The NAACP Legal Defense and Educational Fund, Inc. today announced that Janai Nelson, a law professor and expert on election law and voting rights issues, has been named Associate Director-Counsel of the organization.

            Ms. Nelson’s appointment marks a return to LDF, where she began as an NAACP LDF/Fried Frank Fellow in 1998, joined the staff as an assistant counsel in 2002, and served as director of LDF’s Political Participation Group from 2003 to 2005.

            “We are thrilled to welcome Janai Nelson back to the LDF family in a new role that will take full advantage not only of her deep knowledge of voting rights and constitutional law but also her skills as an advocate and leader,” said Sherrilyn A. Ifill, President and Director-Counsel of NAACP LDF.  “I know that Janai will be a tremendous asset to LDF in continuing our precedent-setting legal and legislative advocacy as well as in advancing new strategic initiatives.”

            Ms. Nelson will come on board full-time on August 13 and will work from the organization’s headquarters in lower Manhattan.

            “It is truly a privilege to return to LDF to build on its legacy of excellence and help to advance its critical mission of racial justice, equality, and human rights,” said Ms. Nelson.  “For nearly 75 years, the NAACP Legal Defense Fund has been at the heart of the struggle to transform society and reinforce our democratic ideals.  I look forward to working hand-in-hand with LDF’s talented attorneys, dedicated staff, and valued partners to continue that journey of progress.”

            Ms. Nelson comes to NAACP LDF from St. John’s University School of Law, where for the past eight years she has been a law professor, Associate Dean for Faculty Scholarship, and Associate Director of the Ronald H. Brown Center for Civil Rights and Economic Development.  She is recipient of the 2013 Derrick A. Bell Award from the American Association of Law Schools (AALS) Section on Minority Groups and was recently named one of Lawyers of Color’s 50 Under 50 minority professors making an impact in legal education. 

            In the year prior to joining St. John’s faculty, Ms. Nelson was a Fulbright Scholar at the Legal Resources Center in Accra, Ghana, where she researched the political disfranchisement of persons with criminal convictions and the advancement of democracy in Ghana.

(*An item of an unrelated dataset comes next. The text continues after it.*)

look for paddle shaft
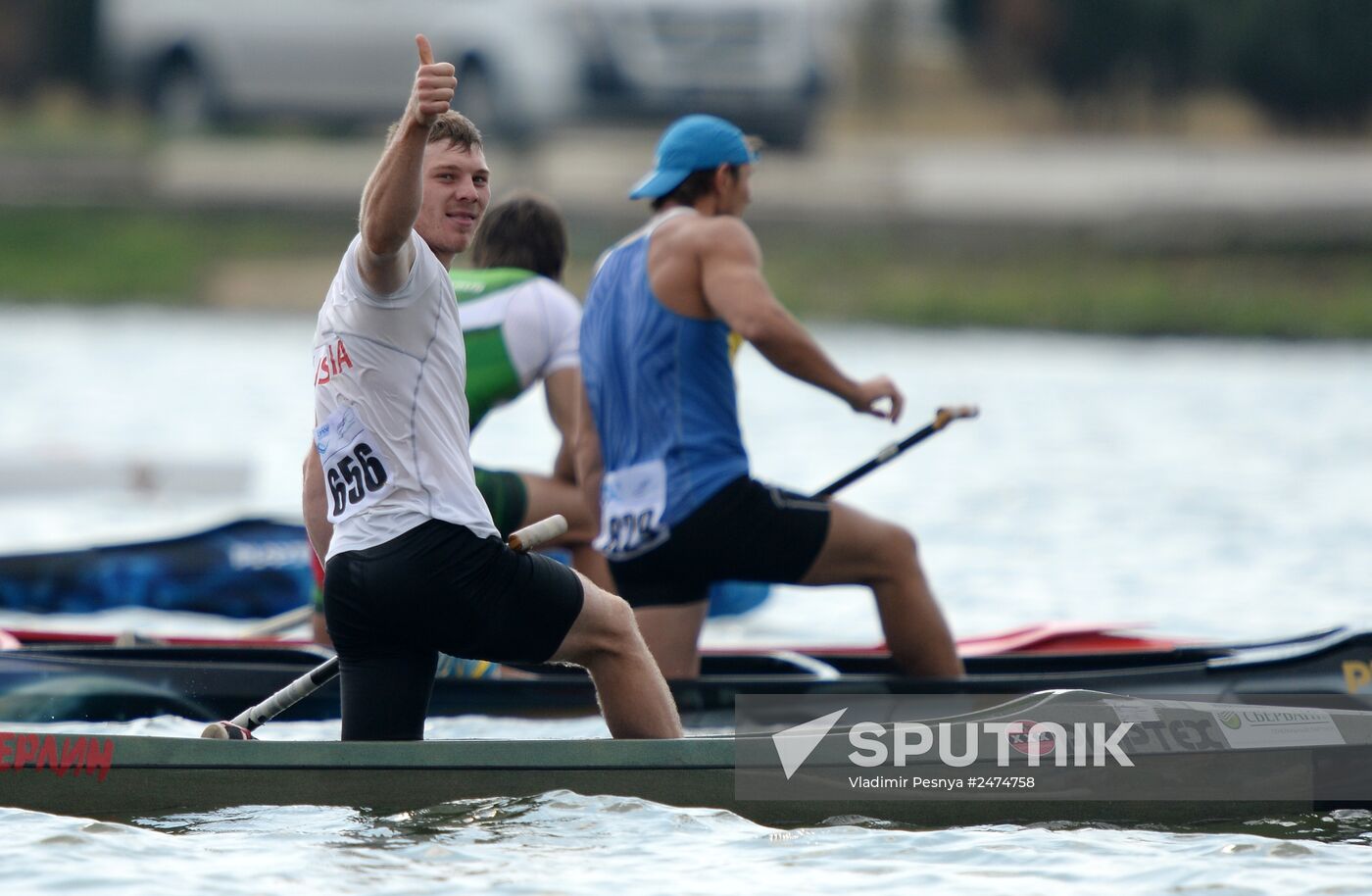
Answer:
[810,406,978,498]
[200,513,566,739]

            In her previous role as Director of LDF’s Political Participation Group, Nelson oversaw all voting related litigation and matters, litigated voting rights and redistricting cases, and worked on criminal justice issues on behalf of African Americans and other under-served communities.  She served as lead counsel in Hayden v. Pataki, a felon disfranchisement case that challenged New York State laws that deny the right to vote to people who are incarcerated and on parole for a felony conviction.  She was also part of the team of civil rights attorneys representing African- and Haitian-American voters in NAACP v. Hood (a class action suit that arose out of the 2000 general elections) and one of the counsel representing a death row inmate whose sentence was commuted in 2003 by the U.S. Supreme Court in Banks v. Dretke.

            She has been published on issues of domestic and comparative election law, democracy, race, and criminal justice and is a contributor to Thomson Reuters and Huffington Post.  Ms. Nelson has also appeared on CNN, InsideOut, public radio and other media as an election law expert; she regularly speaks at conferences and symposia nationwide.

            Ms. Nelson received a B.A. from New York University and a J.D. from UCLA School of Law.  She is a native New Yorker who lives in Brooklyn with her husband and two children, 8 and 10.